Table of Contents

Benchmarking

The benchmark project lives at src/Rowles.LeanLucene.Benchmarks and uses BenchmarkDotNet.

Run

Use the wrapper scripts for normal runs:

.\scripts\benchmark.ps1 -Suite query -Strat fast
./scripts/benchmark.sh --suite query --strat fast

They set the output layout and metadata. You can still run BenchmarkDotNet directly:

dotnet run -c Release --project src/Rowles.LeanLucene.Benchmarks -- --filter '*'

Filter to a specific class:

dotnet run -c Release --project src/Rowles.LeanLucene.Benchmarks -- --filter '*SearchBenchmarks*'

Output layout

Results land under ./bench/{machine}/..., where {machine} is the local hostname. This keeps results from different machines from overwriting each other when the directory is shared via source control.

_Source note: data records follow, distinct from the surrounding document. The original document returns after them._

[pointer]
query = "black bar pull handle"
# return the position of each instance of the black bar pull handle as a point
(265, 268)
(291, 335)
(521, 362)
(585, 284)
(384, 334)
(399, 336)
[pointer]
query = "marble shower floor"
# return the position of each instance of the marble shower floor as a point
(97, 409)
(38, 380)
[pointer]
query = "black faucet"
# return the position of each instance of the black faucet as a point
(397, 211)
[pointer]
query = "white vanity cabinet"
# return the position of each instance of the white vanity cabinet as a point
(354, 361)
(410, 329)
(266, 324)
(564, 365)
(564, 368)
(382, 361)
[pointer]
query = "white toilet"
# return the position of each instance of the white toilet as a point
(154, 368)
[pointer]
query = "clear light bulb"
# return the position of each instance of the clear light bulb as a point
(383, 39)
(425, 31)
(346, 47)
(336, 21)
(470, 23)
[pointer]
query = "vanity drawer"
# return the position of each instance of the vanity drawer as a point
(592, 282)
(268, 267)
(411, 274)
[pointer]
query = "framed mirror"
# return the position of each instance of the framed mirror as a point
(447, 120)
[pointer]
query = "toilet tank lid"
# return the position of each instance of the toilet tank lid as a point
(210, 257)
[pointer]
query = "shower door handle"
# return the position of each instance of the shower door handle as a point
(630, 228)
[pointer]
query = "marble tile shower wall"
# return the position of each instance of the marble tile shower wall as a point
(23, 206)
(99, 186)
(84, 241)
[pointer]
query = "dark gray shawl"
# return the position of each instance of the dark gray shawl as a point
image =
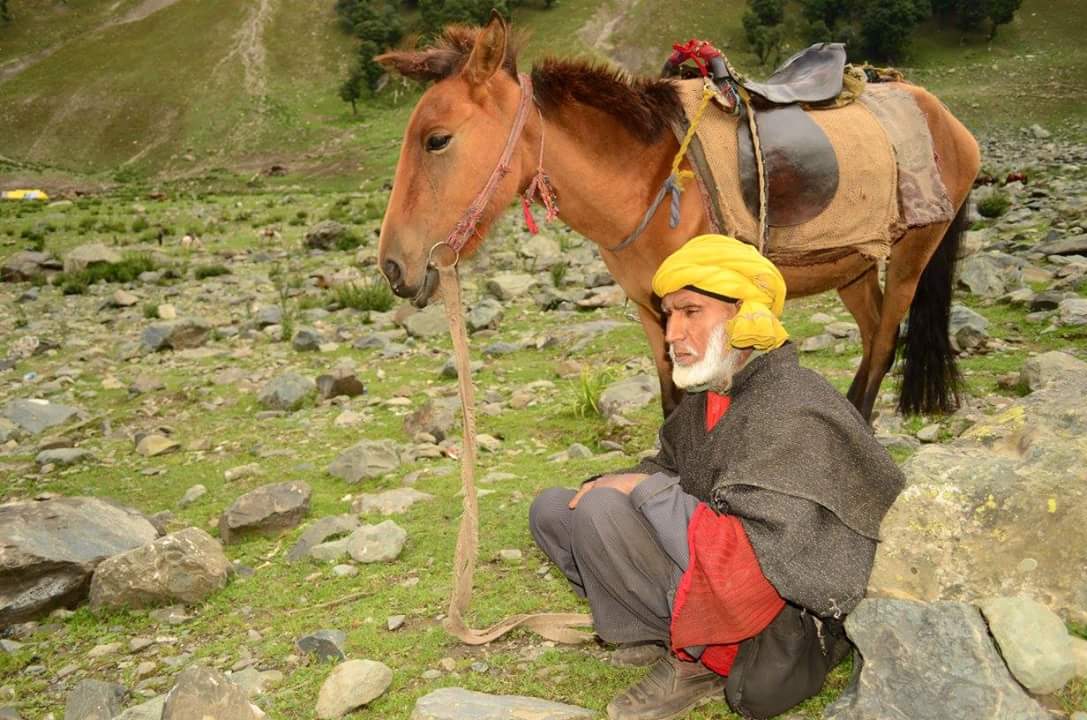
(799, 466)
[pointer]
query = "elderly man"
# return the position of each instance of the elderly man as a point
(745, 541)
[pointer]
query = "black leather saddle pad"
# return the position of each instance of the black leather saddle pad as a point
(801, 165)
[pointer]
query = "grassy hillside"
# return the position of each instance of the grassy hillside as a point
(117, 89)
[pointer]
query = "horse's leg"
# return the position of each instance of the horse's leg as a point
(863, 298)
(654, 332)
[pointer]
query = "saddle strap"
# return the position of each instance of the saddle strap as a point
(558, 627)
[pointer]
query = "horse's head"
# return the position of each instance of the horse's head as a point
(453, 140)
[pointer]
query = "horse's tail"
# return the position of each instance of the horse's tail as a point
(931, 380)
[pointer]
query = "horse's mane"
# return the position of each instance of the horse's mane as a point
(644, 106)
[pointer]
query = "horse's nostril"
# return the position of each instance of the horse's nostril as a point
(391, 271)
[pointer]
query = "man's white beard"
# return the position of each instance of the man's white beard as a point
(714, 370)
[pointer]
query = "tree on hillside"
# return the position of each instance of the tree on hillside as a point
(762, 26)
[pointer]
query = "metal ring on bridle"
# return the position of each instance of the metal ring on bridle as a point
(429, 256)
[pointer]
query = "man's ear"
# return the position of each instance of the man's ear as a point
(489, 51)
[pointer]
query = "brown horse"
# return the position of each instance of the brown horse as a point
(609, 148)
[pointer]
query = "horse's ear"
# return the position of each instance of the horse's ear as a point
(489, 51)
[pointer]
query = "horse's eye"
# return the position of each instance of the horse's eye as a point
(438, 141)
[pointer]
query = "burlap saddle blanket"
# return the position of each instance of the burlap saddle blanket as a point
(887, 180)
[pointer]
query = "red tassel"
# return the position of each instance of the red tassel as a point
(529, 221)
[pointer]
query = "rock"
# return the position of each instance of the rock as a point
(460, 704)
(35, 416)
(436, 419)
(927, 662)
(154, 445)
(319, 532)
(307, 339)
(428, 323)
(182, 567)
(92, 699)
(508, 286)
(1073, 311)
(392, 501)
(49, 549)
(351, 685)
(85, 256)
(267, 509)
(324, 644)
(287, 392)
(175, 335)
(25, 265)
(816, 343)
(628, 394)
(1048, 367)
(379, 543)
(324, 235)
(63, 456)
(366, 459)
(967, 329)
(202, 693)
(339, 382)
(975, 509)
(1033, 641)
(485, 314)
(149, 710)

The corpus and any generated indices used by the benchmarks also live under ./bench.

Each run writes:

File Contents
report.json Consolidated run, suite, statistics, GC and provenance data
{suite}/... BenchmarkDotNet markdown, CSV and JSON output
../index.json Per-machine list of runs

Strategies

Strategy Use
fast Smoke test, 500 docs, dry job
quick-compare Short comparison, 1,000 docs
intense Full run, 10,000 docs
stress Larger stress run, 50,000 docs

Pass -Controlled or --controlled for a deterministic local diagnostic preset.

Real data

Use -PrepareData or --prepare-data to fetch data if it is missing:

.\scripts\benchmark.ps1 -PrepareData -BookCount 200

The report records data source names, file counts, byte counts, document counts and SHA-256 fingerprints.

Copied source trees

If the benchmark source has no .git folder, pass provenance explicitly:

.\scripts\benchmark.ps1 -SourceCommit abc123 -SourceRef main -SourceManifest manifest.json
./scripts/benchmark.sh --source-commit abc123 --source-ref main --source-manifest manifest.json

Comparing runs

BenchmarkDotNet writes Markdown, CSV, and JSON reports per run. Diff JSON files between runs to surface regressions. Prefer report.json when comparing whole runs, because it includes the benchmark data fingerprint.